Dépendance aux engrais de synthèse : une menace climatique, sociale et géopolitique

Alors que s’ouvre le Salon de l’agriculture et que l’agression russe en Ukraine menace de faire exploser le prix des hydrocarbures, Claude Gruffat et Benoît Biteau, eurodéputés écologistes, publient une étude sur le fardeau des engrais de synthèse.

Il y a urgence à questionner l’addiction de l’agriculture européenne à ces produits au bilan climatique pire que celui de l’aviation et dont le prix et la provenance sont susceptibles de menacer la souveraineté alimentaire européenne.

Réaction de Claude Gruffat, eurodéputé écologiste :

“Les agricultrices et les agriculteurs ont déjà vu le prix des engrais tripler au cours de l’année 2021 en raison de la hausse des prix du gaz. Qu’adviendra-t-il si le gouvernement russe met ses menaces à exécution pour que l’envolée des cours du gaz se poursuive ? Comment imaginer une seconde que l’on puisse baser la stratégie de résilience agricole et alimentaire européenne sur des produits d’importation dont le cours est indexé à celui des hydrocarbures ? 

La France consomme à elle seule environ 2.2 Mt d’azote synthétique. C’est le seul État européen figurant parmi les 10 premiers consommateurs d’engrais de synthèse au monde.
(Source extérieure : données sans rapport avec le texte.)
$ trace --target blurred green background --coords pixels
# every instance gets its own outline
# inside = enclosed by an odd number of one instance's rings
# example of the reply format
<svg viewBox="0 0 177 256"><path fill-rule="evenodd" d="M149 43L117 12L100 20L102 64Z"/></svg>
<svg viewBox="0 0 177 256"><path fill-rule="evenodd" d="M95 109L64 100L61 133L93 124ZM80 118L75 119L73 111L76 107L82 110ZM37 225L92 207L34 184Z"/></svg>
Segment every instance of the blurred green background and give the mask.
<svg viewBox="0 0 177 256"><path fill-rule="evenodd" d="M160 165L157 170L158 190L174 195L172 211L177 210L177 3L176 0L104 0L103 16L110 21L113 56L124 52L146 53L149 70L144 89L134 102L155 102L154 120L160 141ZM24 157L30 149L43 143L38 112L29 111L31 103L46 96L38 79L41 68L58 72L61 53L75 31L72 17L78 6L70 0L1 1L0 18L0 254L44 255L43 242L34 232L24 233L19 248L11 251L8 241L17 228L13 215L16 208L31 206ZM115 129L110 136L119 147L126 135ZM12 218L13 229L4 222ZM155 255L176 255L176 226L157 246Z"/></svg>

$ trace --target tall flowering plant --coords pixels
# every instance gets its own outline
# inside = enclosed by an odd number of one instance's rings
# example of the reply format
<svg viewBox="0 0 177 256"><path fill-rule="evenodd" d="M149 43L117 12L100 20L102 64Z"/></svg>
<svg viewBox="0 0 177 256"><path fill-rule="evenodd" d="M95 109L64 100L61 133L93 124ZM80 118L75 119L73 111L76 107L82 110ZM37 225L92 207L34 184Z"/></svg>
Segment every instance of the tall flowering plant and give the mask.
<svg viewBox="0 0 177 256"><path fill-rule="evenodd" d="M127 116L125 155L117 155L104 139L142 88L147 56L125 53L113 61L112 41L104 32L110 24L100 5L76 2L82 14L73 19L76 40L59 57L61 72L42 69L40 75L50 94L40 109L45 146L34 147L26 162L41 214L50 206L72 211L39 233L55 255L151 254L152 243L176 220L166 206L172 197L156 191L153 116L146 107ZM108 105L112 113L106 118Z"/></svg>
La société dans son ensemble paye le prix de notre dépendance aux engrais azotés de synthèse puisqu’ils coûtent plus cher qu’ils ne rapportent. Ils représentent en moyenne un surcoût de 37 milliards d’euros par an pour les européen·ne·s (coût sanitaire, biodiversité, climat). Cela a aussi des conséquences sociales puisque cela impacte au final le pouvoir d’achat des citoyen·ne·s. 
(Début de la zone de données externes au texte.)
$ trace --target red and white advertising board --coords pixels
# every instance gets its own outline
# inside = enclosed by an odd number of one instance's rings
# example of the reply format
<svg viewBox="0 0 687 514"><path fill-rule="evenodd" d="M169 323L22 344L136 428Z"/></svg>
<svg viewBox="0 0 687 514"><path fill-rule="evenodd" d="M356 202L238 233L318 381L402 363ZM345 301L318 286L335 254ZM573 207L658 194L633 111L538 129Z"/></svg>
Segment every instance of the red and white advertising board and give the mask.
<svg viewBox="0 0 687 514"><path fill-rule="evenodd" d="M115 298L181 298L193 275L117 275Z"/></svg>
L’agriculture biologique est une réponse à ce problème car elle est basée sur des approches agronomiques excluant ce type de produits. C’est aussi pourquoi je m’en fais le défenseur en tant que négociateur des écologistes européens sur le plan d’action bio européen en cours de discussion.”

 

Réaction de Benoît Biteau, eurodéputé écologiste et paysan :

Les engrais de synthèse sont un fardeau climatique et social. 1 tonne sur 40 des émissions de gaz à effet de serre mondiales vient de l’industrie des engrais azotés de synthèse. C’est plus que les émissions de l’aviation commerciale. Malheureusement, les mesures politiques concrètes et efficaces visant leur réduction sont inexistantes aujourd’hui en Europe.

La stratégie de la Ferme à la fourchette vise une réduction de 20% des engrais azotés d’ici 2030. Mais où sont les mesures concrètes pour atteindre cet objectif ? Les solutions agronomiques existent et l’Union européenne doit désormais se donner les moyens politiques et financiers de les mettre en œuvre.

 

Engrais de synthèse : éléments de contexte

Les plantes, comme l’ensemble des êtres vivants, ont besoin d’azote pour se développer. Les engrais azotés de synthèse sont issus de la fixation artificielle de l’azote atmosphérique. Inventés dans l’entre-deux-guerres, ils ont contribué à augmenter très rapidement les rendements agricoles dans la deuxième moitié du XXe siècle.

Aujourd’hui, l’Europe consomme plus de 10 millions de tonnes d’azote sous forme d’engrais de synthèse chaque année. Si la consommation stagne en Europe, elle augmente dans le monde en raison des stratégies de développement de l’industrie des engrais qui visent notamment le continent africain.